Ma ha anche molto senso tenerli nello spazio, per rendere l'hardware satellitare più sofisticato che non è mai stato conosciuto sulla gravità terrestre.
Made in Space sta inoltre lavorando su una tecnologia che ricicli il polietilene in nuovi articoli stampati in 3D. Quando è così costoso far volare in orbita il carico, fa riciclare ciò che hai già inviato nello spazio e lo salva dall'essere scaricato in mare per bruciare in orbita.
Questi sono tutti elementi di una strategia tecnologica molto più ampia a cui Made in Space sta lavorando - l'obiettivo di un sistema di produzione e assemblaggio basato sullo spazio completo.
In futuro, i satelliti, i telescopi e altri hardware spaziali saranno progettati quaggiù sulla Terra. Quindi le materie prime verranno lanciate nello spazio con un sistema di produzione Archinaut.
Archinaut produrrà tutti i componenti utilizzando la sua stampante 3D, quindi verranno assemblati nello spazio.

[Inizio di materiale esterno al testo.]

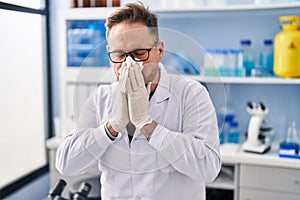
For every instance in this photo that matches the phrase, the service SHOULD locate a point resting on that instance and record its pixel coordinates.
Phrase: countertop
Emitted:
(232, 154)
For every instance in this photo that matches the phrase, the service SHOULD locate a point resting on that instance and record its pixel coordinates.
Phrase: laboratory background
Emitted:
(246, 53)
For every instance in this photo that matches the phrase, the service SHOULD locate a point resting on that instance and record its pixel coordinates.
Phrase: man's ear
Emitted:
(160, 48)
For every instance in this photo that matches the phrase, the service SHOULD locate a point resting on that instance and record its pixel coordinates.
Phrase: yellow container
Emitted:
(287, 48)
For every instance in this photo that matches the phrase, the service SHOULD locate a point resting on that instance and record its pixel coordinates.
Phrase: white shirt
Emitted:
(181, 156)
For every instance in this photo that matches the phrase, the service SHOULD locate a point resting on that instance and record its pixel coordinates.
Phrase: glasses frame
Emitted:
(130, 53)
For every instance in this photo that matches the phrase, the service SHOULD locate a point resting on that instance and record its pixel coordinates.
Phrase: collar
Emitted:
(162, 91)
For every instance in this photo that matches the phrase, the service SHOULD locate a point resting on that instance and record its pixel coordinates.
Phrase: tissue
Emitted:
(123, 71)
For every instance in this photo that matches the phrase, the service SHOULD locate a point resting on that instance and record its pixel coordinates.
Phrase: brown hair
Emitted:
(132, 13)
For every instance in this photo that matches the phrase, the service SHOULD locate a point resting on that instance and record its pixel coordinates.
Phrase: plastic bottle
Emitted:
(248, 56)
(266, 58)
(292, 137)
(233, 133)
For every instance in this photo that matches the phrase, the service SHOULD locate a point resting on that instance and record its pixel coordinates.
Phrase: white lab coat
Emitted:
(181, 156)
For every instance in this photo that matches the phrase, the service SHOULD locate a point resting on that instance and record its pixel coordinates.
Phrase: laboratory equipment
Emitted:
(83, 192)
(56, 192)
(254, 142)
(233, 133)
(266, 58)
(248, 56)
(287, 48)
(290, 147)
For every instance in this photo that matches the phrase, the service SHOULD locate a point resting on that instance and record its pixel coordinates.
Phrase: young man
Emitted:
(153, 135)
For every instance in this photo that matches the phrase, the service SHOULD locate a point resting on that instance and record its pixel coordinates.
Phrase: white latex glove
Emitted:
(120, 108)
(137, 96)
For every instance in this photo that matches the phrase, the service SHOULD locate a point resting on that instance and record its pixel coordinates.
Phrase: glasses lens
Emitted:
(117, 56)
(140, 54)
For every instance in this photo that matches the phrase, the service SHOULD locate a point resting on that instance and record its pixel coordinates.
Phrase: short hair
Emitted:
(132, 13)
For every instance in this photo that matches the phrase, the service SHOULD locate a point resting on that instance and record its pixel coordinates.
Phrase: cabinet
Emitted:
(259, 182)
(214, 27)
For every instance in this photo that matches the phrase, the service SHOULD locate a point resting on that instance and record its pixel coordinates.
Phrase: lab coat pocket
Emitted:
(168, 169)
(107, 175)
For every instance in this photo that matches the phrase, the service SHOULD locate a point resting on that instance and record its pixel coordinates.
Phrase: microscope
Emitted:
(81, 194)
(255, 142)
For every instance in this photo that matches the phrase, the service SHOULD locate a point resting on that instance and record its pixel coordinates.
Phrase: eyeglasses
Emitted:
(138, 55)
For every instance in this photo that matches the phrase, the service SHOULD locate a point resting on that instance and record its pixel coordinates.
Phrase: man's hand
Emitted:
(137, 97)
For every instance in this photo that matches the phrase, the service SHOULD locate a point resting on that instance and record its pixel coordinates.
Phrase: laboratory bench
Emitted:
(258, 176)
(246, 175)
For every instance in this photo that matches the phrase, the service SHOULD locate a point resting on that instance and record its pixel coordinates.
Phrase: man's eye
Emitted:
(140, 52)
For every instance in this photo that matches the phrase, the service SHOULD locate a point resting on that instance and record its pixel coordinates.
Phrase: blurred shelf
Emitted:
(221, 182)
(247, 80)
(217, 8)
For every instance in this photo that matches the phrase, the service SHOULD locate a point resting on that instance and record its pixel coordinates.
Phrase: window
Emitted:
(23, 85)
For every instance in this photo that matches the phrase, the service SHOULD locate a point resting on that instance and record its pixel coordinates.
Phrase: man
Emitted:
(153, 135)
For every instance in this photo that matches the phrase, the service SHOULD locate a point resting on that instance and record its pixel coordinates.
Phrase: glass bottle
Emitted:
(266, 58)
(292, 137)
(248, 56)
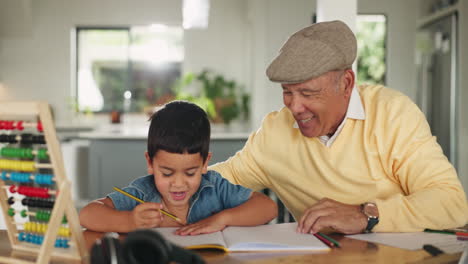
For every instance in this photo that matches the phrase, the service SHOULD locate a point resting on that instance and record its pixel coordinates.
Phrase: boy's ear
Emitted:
(205, 166)
(149, 163)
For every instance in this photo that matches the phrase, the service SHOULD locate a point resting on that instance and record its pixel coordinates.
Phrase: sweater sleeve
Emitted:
(432, 194)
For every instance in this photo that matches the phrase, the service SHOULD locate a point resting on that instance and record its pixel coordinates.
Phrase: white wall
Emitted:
(243, 37)
(401, 19)
(463, 96)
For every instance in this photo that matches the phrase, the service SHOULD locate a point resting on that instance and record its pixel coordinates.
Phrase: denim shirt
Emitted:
(214, 195)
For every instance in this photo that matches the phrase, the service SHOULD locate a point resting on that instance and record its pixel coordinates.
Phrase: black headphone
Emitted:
(141, 246)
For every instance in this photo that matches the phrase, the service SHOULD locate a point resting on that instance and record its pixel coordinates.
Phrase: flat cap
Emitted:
(313, 51)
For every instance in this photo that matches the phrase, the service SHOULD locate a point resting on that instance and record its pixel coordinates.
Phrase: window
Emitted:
(126, 69)
(371, 36)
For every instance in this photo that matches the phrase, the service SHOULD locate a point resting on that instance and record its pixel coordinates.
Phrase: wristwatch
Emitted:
(371, 211)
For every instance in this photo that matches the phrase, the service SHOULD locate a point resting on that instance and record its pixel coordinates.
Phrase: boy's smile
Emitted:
(177, 177)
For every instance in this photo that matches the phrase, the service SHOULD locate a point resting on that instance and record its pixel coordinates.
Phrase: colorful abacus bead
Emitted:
(11, 211)
(46, 179)
(9, 138)
(20, 177)
(24, 153)
(33, 202)
(42, 216)
(62, 243)
(43, 179)
(39, 127)
(30, 191)
(17, 165)
(38, 239)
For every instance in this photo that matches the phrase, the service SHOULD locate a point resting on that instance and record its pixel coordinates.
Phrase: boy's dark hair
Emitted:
(179, 127)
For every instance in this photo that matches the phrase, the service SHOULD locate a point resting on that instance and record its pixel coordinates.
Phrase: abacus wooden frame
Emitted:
(46, 250)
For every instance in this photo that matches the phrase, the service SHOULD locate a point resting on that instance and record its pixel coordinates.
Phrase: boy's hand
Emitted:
(211, 224)
(147, 215)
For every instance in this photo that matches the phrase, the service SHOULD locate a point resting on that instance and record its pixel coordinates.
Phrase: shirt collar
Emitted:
(204, 183)
(355, 108)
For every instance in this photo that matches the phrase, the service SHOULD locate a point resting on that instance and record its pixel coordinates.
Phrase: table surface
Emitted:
(351, 251)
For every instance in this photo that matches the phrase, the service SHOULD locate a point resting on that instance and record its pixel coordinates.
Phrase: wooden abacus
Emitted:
(23, 125)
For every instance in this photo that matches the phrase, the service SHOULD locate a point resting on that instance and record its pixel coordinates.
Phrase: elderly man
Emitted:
(347, 158)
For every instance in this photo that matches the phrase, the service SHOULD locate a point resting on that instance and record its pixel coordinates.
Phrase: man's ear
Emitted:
(149, 163)
(348, 79)
(205, 165)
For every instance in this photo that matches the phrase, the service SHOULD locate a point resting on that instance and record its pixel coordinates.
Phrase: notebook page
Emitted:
(414, 241)
(270, 238)
(185, 241)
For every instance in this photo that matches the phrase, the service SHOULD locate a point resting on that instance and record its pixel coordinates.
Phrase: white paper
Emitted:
(185, 241)
(415, 241)
(258, 238)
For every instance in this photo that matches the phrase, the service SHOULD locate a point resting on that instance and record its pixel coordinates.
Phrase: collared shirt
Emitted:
(214, 195)
(355, 111)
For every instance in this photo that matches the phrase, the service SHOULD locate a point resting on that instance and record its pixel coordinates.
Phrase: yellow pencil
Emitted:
(141, 201)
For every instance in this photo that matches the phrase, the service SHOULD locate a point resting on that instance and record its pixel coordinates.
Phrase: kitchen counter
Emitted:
(126, 132)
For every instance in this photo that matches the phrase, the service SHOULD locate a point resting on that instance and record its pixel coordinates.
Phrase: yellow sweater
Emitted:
(390, 158)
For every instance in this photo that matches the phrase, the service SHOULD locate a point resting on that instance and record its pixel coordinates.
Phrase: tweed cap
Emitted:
(313, 51)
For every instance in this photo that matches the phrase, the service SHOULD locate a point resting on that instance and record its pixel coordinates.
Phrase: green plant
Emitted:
(222, 99)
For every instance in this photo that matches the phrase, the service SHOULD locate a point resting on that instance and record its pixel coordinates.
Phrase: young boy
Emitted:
(179, 182)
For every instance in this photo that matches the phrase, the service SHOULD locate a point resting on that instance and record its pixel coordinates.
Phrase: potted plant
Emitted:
(222, 99)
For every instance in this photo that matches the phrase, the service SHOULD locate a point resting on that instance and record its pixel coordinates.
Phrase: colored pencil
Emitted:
(447, 232)
(330, 239)
(141, 201)
(324, 240)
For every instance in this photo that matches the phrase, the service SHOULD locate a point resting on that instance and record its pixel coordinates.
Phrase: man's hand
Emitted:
(328, 213)
(211, 224)
(147, 215)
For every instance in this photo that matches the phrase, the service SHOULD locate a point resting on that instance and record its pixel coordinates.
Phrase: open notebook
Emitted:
(275, 237)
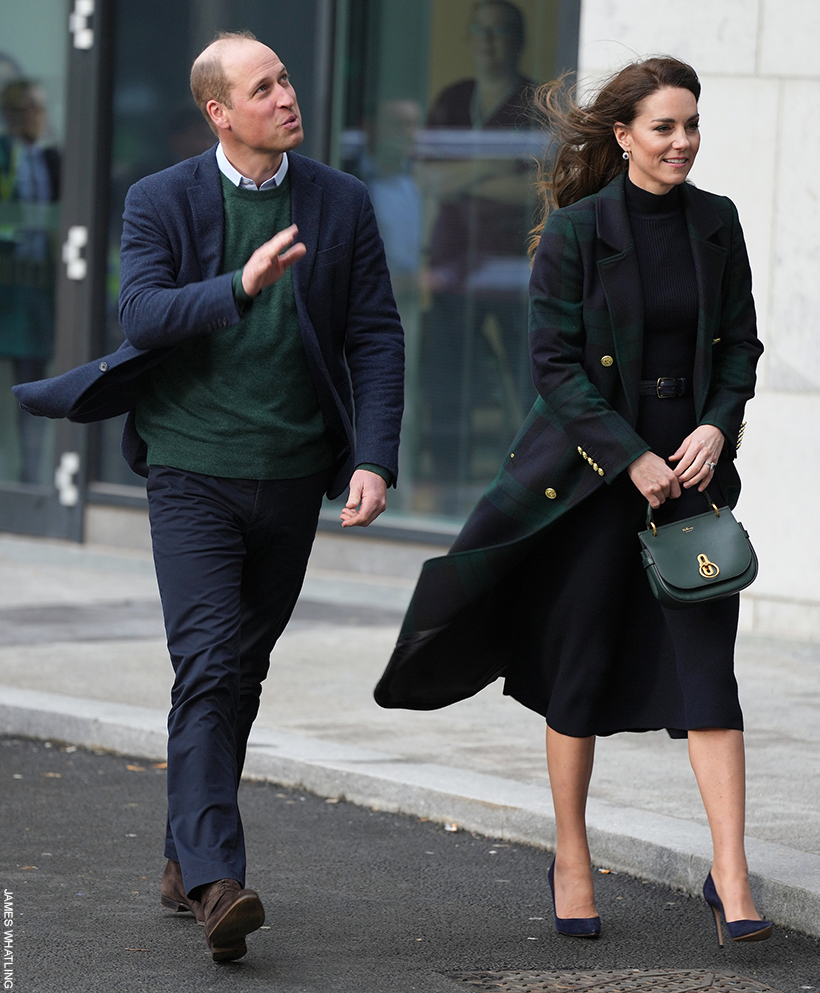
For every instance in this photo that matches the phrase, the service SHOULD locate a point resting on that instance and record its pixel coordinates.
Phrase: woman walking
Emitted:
(643, 344)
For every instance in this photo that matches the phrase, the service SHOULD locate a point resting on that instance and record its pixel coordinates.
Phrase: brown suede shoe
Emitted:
(230, 914)
(172, 893)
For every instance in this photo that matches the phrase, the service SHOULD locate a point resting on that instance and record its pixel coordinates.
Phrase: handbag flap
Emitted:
(699, 551)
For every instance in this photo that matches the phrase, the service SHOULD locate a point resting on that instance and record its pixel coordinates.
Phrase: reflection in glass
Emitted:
(29, 222)
(474, 370)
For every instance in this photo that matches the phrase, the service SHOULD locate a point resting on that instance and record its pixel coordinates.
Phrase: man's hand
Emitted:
(270, 261)
(368, 498)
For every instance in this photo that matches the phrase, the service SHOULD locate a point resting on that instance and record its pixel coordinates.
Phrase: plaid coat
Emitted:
(586, 343)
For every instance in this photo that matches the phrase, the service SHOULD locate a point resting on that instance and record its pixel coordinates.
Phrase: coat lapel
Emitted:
(306, 209)
(710, 261)
(207, 212)
(621, 281)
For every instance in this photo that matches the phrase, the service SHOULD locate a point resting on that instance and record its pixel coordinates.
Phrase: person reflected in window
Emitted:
(29, 182)
(473, 349)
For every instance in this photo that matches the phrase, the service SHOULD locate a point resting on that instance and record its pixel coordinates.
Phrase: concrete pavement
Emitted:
(82, 659)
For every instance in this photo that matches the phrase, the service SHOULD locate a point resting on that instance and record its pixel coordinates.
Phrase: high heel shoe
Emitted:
(738, 930)
(576, 927)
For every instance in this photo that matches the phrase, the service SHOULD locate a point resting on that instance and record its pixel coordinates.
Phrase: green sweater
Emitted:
(240, 402)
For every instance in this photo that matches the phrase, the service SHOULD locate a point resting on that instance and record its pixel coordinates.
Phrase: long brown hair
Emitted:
(585, 156)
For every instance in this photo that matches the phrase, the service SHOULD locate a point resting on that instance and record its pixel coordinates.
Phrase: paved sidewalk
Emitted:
(82, 659)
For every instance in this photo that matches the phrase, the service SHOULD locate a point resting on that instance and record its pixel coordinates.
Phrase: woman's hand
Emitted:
(653, 477)
(697, 456)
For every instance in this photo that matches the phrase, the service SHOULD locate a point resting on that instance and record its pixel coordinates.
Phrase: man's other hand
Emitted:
(368, 498)
(269, 262)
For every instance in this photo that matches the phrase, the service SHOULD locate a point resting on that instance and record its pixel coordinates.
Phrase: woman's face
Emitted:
(662, 140)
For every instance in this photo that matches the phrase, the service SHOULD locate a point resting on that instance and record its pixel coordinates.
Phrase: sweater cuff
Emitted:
(386, 474)
(242, 299)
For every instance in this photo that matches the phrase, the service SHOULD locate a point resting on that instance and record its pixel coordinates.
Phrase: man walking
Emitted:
(271, 372)
(247, 424)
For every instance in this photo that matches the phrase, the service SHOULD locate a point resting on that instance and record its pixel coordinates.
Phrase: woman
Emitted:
(644, 346)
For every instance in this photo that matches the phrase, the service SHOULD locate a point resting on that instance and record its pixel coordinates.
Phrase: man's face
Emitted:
(265, 114)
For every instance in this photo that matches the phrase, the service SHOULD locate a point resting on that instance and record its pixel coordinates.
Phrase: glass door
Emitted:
(50, 67)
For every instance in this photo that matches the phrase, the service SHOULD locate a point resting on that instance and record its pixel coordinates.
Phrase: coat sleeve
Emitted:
(558, 337)
(155, 312)
(374, 347)
(737, 348)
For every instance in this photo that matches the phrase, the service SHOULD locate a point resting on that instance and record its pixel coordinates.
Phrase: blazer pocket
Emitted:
(330, 255)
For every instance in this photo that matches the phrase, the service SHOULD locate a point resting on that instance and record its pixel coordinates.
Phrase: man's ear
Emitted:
(216, 112)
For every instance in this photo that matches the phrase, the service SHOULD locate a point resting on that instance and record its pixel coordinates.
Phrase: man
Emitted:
(251, 350)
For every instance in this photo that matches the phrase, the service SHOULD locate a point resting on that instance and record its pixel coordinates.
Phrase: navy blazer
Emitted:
(171, 291)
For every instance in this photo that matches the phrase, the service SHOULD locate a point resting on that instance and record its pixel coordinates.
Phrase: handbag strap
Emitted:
(650, 524)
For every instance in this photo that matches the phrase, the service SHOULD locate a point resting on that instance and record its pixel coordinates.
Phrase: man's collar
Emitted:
(243, 182)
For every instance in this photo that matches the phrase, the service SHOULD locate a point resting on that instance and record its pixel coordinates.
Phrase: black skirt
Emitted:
(590, 647)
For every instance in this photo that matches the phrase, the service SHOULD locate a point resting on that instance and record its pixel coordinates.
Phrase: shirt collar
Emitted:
(243, 182)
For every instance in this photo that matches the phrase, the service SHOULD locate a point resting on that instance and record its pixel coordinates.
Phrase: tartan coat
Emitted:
(172, 290)
(586, 344)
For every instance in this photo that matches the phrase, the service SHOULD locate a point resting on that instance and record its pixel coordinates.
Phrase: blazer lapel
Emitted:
(306, 209)
(710, 261)
(205, 198)
(621, 281)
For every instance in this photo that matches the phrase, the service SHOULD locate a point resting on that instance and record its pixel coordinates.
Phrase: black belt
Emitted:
(663, 387)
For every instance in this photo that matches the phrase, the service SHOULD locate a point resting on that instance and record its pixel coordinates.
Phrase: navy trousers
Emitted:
(230, 556)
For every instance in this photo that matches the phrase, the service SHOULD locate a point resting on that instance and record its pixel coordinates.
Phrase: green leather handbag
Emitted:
(706, 557)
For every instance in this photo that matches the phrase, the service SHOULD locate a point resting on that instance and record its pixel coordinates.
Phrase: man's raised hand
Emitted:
(269, 262)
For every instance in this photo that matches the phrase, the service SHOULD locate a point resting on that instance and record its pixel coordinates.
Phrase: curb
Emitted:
(676, 853)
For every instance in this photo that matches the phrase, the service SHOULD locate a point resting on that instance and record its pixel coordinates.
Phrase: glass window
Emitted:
(32, 107)
(437, 123)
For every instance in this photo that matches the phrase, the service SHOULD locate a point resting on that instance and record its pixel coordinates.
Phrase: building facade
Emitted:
(428, 104)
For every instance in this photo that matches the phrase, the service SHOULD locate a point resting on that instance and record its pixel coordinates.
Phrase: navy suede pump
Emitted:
(738, 930)
(575, 927)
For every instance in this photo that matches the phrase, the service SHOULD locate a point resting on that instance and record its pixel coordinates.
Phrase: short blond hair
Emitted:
(209, 81)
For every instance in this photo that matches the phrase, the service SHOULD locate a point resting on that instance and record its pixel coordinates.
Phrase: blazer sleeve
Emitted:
(558, 336)
(374, 347)
(156, 312)
(737, 348)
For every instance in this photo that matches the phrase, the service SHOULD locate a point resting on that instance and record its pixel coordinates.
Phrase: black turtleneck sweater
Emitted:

Made in Space ha due gusti di Archinaut che stanno proponendo proprio ora. Il sistema DILO si presenta come un contenitore ottagonale circondato da pannelli solari con un braccio robotico che sporge in alto.
All'interno del contenitore sono presenti tutte le materie prime per un'antenna di comunicazione spaziale. Il braccio prende pannelli riflettenti piegati e poi li assembla. Utilizza la stampa 3D per collegare i pannelli, quindi vengono spiegati in un piatto di comunicazione.
Il veicolo spaziale utilizza quindi una stampante 3D per produrre ed estrudere un boom delle comunicazioni dal suo centro.
La versione più avanzata si chiama ULISSES. È una versione di Archinaut con tre bracci robotici che circondano una stampante 3D. La navicella spaziale produce varie capriate e nodi e quindi utilizza le sue braccia per assemblarle in strutture sempre più grandi. Con questa tecnologia, sono davvero limitati solo dalla quantità di materie prime con cui i veicoli spaziali devono lavorare.
Potrebbe costruire dozzine o addirittura centinaia di metri di telescopi spaziali.
I pezzi si stanno unendo per una vera produzione e assemblaggio nello spazio. Già nel 2022, vedremo un veicolo spaziale assemblare i propri pannelli solari nello spazio, creando una struttura che non ha mai bisogno di sperimentare la gravità terrestre.
E nei prossimi anni vedremo veicoli spaziali sempre più grandi costruiti quasi interamente in orbita. E alla fine, spero, saranno fatti con materiale raccolto dal Sistema Solare.
Un giorno vedremo il lancio dell'ultimo razzo cargo. L'ultima volta che ci siamo presi la briga di trasportare qualsiasi cosa fuori dall'enorme gravità della Terra e nello spazio. Da quel momento in poi, saranno solo i turisti.